Photo by Bill Colgin/Getty Images

The Republican who heads the congressional committee considering a measure to remove the Mississippi state flag from the House side of the U.S. Capitol says she wants to hear from the Mississippi legislature—which does not convene until 2016.

The resolution to remove the Mississippi flag, which exhibits in an upper corner the emblem of the Confederate battle flag, was offered by Representative Bennie Thompson, a Democrat from Mississippi.

"Without a doubt, the unprecedented step of removing a state flag from our nation's Capitol would be a most serious act and something which requires thoughtful deliberation and input from all parties, especially from those whose flag is being debated for removal," writes Committee on House Administration Chair Candice Miller of Michigan in a letter Tuesday to Democrats.

"I would also like to hear from elected leaders at Mississippi's state level," Miller goes on to write.

"The Mississippi legislature is scheduled to convene in 2016, and state lawmakers have said they plan to address the issue at that time," Miller states.
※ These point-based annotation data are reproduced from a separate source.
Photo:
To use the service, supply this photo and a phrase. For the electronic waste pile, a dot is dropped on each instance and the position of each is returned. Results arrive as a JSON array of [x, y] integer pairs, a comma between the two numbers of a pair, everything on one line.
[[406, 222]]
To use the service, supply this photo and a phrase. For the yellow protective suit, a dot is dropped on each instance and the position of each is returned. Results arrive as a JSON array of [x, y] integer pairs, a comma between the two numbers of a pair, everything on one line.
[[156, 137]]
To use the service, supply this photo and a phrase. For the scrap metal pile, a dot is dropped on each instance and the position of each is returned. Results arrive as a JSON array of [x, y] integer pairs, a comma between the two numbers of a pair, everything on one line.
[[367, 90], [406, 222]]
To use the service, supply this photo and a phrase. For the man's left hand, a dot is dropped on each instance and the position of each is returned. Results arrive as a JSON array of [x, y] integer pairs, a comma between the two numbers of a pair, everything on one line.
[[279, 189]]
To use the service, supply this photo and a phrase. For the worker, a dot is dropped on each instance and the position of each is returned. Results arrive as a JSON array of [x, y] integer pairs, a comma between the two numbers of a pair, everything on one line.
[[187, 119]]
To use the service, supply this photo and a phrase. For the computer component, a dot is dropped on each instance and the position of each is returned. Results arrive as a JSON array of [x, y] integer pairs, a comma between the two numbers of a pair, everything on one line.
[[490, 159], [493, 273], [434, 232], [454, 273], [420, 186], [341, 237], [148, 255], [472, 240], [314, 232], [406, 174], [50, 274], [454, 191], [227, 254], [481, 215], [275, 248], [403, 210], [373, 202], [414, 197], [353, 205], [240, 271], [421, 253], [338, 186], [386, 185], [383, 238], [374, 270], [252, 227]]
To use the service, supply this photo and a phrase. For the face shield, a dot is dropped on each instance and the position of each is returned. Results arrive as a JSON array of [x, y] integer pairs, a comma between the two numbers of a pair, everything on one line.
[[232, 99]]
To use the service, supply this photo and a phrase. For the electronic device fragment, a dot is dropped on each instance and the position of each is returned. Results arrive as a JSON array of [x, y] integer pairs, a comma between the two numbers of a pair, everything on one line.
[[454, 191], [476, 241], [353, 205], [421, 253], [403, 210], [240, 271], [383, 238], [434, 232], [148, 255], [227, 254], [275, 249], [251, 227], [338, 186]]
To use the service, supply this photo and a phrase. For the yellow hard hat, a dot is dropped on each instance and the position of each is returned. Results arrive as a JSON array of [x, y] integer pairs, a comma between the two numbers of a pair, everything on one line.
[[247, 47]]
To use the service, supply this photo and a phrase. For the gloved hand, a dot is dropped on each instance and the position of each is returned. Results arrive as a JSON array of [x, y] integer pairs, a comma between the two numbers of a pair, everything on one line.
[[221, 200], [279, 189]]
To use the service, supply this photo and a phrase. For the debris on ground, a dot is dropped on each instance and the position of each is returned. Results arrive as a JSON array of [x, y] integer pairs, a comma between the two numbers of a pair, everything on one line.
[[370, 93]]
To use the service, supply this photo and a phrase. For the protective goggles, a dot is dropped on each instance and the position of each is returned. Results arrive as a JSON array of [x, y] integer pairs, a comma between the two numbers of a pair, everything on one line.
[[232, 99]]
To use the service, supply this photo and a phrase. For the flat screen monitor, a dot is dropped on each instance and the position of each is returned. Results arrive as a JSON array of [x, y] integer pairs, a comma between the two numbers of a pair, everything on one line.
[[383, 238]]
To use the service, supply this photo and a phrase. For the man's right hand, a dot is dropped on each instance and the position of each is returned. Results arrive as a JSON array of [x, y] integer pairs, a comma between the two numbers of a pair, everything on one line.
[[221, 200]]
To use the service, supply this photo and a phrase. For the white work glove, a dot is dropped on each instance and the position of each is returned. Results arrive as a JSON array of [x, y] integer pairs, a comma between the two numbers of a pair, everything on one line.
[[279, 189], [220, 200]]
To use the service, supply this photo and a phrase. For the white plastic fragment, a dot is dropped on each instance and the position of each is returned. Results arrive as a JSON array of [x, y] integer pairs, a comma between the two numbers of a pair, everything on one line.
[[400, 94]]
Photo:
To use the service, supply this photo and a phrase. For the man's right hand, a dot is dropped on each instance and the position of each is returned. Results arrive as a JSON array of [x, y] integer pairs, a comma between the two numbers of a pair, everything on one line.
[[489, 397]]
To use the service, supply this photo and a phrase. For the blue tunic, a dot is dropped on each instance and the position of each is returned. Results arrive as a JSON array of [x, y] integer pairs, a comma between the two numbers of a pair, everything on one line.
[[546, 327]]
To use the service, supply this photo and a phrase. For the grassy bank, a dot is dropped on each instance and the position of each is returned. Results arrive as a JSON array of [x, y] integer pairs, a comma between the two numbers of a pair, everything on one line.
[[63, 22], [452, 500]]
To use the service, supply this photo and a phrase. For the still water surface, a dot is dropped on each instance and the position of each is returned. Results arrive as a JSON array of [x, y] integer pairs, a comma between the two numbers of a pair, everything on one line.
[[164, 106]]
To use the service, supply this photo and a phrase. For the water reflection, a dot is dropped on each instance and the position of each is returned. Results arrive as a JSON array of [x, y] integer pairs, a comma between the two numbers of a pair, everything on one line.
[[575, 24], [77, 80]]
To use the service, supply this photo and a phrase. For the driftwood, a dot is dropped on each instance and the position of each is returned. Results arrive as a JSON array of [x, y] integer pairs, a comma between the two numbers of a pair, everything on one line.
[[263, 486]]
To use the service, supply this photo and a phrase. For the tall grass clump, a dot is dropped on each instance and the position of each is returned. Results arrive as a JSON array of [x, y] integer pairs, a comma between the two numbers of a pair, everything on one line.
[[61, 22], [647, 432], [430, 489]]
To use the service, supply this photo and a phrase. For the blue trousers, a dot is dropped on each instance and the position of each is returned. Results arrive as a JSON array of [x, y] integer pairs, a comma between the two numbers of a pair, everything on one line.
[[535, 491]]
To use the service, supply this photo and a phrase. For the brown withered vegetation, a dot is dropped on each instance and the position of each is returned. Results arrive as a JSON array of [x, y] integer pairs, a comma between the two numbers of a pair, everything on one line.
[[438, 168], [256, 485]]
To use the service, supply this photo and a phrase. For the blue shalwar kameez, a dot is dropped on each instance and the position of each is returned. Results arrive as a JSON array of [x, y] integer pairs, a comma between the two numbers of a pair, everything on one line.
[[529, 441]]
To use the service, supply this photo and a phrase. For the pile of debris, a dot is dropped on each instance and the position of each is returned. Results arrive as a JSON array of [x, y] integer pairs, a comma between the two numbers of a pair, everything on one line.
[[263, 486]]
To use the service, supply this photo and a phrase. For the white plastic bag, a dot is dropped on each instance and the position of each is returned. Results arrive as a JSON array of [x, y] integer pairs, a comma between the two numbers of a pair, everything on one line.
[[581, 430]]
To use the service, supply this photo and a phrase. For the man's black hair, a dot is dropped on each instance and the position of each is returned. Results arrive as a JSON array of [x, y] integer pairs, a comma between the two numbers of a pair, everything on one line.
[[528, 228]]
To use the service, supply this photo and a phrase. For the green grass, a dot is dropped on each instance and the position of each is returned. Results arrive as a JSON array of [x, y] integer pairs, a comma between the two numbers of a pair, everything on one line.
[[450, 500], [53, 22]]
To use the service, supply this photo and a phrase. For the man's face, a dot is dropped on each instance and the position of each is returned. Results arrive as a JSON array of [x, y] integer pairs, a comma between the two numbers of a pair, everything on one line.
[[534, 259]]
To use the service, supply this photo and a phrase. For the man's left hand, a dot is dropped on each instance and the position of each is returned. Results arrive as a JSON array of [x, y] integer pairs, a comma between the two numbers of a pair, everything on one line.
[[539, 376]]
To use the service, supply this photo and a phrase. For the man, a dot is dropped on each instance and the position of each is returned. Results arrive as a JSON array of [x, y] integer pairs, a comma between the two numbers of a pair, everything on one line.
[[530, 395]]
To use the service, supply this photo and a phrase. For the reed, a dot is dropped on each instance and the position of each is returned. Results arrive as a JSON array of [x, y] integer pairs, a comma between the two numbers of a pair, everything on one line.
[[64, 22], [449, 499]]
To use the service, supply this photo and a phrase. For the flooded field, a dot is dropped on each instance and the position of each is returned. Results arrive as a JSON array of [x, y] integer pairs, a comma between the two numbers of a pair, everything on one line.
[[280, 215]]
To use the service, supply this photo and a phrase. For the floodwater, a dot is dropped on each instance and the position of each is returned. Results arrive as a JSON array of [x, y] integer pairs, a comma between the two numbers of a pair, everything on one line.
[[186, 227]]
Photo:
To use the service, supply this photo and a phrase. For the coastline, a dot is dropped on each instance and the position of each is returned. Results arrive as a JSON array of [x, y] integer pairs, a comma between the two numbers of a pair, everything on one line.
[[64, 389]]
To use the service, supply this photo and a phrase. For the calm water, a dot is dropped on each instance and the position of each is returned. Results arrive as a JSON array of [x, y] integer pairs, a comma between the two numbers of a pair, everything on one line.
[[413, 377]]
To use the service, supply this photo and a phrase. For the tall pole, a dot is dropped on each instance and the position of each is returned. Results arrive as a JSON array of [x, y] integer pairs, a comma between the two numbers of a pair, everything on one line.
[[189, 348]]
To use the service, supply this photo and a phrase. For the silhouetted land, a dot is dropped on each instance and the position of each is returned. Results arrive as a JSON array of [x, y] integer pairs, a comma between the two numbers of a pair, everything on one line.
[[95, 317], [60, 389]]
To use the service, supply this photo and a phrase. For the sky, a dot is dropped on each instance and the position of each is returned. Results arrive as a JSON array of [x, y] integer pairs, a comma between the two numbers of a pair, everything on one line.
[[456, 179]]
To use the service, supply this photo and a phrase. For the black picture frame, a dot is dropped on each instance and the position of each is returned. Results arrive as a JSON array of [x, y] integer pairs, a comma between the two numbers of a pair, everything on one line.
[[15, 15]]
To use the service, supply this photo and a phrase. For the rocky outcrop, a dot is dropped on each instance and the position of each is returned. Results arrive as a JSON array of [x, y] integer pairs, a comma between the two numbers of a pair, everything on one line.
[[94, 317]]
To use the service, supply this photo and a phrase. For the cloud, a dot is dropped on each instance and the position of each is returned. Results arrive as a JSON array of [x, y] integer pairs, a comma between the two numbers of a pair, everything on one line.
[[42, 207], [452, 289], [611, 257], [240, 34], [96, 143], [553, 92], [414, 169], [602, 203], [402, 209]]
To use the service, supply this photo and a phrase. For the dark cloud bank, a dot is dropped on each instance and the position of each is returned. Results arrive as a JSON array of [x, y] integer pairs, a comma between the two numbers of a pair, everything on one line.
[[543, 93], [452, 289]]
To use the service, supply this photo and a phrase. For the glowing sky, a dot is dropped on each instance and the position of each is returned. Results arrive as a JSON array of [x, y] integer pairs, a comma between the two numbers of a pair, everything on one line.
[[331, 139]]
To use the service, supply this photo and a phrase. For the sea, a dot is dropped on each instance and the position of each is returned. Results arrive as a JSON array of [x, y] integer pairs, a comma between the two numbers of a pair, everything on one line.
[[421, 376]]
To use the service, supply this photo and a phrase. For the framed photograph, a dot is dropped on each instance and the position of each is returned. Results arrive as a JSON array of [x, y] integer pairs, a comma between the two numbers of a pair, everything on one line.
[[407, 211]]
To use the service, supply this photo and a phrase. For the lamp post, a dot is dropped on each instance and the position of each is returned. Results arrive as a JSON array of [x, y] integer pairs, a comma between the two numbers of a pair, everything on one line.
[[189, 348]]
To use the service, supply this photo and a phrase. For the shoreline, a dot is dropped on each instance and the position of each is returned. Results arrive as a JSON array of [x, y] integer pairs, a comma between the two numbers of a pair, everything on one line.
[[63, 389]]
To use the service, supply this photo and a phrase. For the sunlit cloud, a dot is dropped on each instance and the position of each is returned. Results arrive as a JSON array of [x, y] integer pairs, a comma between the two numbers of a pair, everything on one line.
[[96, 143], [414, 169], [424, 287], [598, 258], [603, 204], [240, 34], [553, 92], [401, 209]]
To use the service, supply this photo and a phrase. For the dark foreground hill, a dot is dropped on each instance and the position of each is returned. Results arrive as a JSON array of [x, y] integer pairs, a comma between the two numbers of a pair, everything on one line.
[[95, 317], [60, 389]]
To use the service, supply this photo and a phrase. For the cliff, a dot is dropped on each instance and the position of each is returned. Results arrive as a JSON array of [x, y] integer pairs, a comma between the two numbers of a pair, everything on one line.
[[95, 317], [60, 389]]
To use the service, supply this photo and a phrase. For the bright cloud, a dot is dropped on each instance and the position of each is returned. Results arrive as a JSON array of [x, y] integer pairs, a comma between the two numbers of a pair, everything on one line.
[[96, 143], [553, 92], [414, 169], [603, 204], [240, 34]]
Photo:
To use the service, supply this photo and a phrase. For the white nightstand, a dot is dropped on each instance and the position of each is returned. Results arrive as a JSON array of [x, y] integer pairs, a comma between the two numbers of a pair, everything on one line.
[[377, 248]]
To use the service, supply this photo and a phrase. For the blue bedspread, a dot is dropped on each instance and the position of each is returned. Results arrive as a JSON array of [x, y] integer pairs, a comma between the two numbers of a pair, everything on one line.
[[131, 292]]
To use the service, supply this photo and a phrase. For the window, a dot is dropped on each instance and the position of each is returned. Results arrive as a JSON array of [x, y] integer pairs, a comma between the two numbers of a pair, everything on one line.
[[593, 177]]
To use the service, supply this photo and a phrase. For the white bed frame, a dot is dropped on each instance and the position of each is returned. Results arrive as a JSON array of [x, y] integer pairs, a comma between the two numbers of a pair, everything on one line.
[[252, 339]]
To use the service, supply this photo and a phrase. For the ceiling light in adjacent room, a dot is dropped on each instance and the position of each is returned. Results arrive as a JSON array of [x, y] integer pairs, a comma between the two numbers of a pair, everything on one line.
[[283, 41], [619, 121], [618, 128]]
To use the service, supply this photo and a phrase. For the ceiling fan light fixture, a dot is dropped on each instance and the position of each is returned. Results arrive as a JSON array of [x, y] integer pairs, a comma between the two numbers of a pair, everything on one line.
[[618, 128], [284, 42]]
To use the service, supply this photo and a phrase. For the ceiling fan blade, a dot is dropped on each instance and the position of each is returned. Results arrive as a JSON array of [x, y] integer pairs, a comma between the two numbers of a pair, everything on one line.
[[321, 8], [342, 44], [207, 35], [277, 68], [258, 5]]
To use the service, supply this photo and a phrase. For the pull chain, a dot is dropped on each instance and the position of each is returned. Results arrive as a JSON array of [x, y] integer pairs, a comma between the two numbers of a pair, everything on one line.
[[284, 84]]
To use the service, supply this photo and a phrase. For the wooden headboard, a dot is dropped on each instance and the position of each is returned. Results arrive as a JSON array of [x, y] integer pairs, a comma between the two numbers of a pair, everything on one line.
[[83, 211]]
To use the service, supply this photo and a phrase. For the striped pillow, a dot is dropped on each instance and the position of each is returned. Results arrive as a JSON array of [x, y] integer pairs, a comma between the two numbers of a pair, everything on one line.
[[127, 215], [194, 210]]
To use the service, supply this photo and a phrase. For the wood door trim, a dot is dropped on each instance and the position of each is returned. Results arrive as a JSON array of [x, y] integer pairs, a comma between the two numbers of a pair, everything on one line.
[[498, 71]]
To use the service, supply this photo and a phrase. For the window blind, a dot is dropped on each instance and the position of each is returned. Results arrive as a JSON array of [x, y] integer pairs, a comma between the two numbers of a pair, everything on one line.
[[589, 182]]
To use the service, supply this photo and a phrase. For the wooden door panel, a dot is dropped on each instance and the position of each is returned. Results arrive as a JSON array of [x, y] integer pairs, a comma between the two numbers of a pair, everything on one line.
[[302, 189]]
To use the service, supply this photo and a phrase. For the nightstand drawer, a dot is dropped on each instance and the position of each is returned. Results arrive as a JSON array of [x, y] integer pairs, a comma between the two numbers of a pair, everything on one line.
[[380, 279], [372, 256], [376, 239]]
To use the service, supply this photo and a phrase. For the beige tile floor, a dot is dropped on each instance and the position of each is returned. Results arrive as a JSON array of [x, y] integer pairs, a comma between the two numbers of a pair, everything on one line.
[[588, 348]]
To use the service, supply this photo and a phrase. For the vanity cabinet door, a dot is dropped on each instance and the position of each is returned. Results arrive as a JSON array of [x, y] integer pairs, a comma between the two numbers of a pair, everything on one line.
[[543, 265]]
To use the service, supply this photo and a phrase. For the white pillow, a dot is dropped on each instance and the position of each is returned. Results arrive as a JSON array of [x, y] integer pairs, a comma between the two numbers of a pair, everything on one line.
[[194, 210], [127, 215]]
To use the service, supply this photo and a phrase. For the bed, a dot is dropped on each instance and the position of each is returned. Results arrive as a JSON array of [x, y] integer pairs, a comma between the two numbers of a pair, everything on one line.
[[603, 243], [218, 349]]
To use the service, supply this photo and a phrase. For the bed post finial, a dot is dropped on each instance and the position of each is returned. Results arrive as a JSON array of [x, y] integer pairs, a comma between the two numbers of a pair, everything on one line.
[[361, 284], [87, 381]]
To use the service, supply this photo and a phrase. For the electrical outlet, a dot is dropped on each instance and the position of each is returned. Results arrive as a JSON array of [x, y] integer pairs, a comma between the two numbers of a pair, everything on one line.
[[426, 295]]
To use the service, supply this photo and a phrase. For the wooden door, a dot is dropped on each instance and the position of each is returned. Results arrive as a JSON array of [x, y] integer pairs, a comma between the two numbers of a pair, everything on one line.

The legislature is set to meet again on January 5.

A committee spokeswoman did not respond to a question about whether that, in fact, means that Miller will withhold any committee action until 2016.

Thompson, the only African-American member of the state's congressional delegation, said in floor remarks introducing the measure last month he's lived his entire life in that state, and is convinced "that an effort to remove this flag from the hallowed halls of the House of Representatives is the right thing to do."

There was no immediate response from Thompson's office.